While it’s common knowledge that mothers pass genetic traits to their children, including the genetic traits toward IBD, new research indicates that the microbes passed to their offspring may also affect the child’s DNA. These maternal microbes are passed to the infant during the birthing process, breastfeeding and other close contact, but not until recently did we know their role in the risk of a child developing IBD.
This study published in Nature in 2015 was conducted using the mouse model of IBD. Researchers found that the bacteria that live in the mother’s body can also pass a trait to offspring — similar to the way the parents' own DNA passes traits. In this case the adult mice passed Sutterella bacteria directly to their offspring. Sutterella then caused a reduction of IgA in the offspring.
This reduction is important to note because IgA helps the body fight off infection and reduces inflammation. Low levels of IgA are frequently seen in IBD patients and those with chronic diarrhea. In the past it was thought that these patients with low IgA levels were just born that way. This is the first study to indicate that microbes passed to an infant soon after birth may actually play a role in the issue as well.
But for now, don’t stop breastfeeding or other close contact with your infant in the hopes of avoiding passing the Sutterella bacteria. We still don’t have research showing these findings apply to humans.
Breastfeeding is still one of the best ways to nourish your infant and provide your child with some protection against childhood infections. According to the National Institutes of Health, breastfeeding may also improve the infant’s survival rate over the first year of life and reduce the risk for Sudden Infant Death syndrome (SIDs). The early skin to skin contact has also been shown to stabilize the infant’s cardio-respiratory system and provide positive benefits to the physiological development of the child.
The most practical application of this knowledge will be used to help establish more mouse model studies that will take into account inherited bacteria that could have been influencing the results of previous research. With regard to human beings, we do not yet know how many strains of bacteria or viruses could be influencing traits or altering a person’s susceptibility to disease, but the science provides a lot of hope for the future of IBD prevention.

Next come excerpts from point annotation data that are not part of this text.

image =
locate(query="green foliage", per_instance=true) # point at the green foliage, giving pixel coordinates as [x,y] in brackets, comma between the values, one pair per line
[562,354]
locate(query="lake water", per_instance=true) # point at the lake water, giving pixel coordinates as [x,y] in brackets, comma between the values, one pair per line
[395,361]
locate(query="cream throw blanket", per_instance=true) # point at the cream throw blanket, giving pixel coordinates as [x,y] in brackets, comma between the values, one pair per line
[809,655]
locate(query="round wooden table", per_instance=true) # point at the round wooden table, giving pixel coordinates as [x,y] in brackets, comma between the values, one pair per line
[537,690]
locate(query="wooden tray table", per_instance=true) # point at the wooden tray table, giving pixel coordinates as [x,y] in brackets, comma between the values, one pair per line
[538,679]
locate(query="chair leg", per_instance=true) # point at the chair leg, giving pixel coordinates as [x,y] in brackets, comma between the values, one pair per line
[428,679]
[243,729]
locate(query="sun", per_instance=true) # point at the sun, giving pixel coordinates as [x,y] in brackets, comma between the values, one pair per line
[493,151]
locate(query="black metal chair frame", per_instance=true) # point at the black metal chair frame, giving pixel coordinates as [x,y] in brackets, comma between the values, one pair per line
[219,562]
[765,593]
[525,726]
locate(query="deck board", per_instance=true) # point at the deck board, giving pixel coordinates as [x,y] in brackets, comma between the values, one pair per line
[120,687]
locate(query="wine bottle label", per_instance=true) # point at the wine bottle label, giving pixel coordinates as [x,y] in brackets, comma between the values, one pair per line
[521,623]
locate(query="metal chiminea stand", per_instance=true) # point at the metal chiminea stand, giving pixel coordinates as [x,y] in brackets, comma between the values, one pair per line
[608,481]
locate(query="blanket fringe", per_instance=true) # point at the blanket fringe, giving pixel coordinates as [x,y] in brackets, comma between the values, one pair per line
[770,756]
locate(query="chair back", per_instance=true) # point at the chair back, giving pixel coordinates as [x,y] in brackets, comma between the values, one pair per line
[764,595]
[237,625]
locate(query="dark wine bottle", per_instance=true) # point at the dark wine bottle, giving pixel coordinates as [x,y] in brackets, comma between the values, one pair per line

Future research will seek to determine if the results seen in this mouse model also apply to human beings. Should the results be repeated in humans, identifying the specific bacteria causing disease and providing targeted ways to address the issue could be an exciting next step. In the future, an infant's microbiome may be tweaked as early as possible to provide the healthiest outcome for the child and — who knows — could potentially prevent diseases like IBD altogether.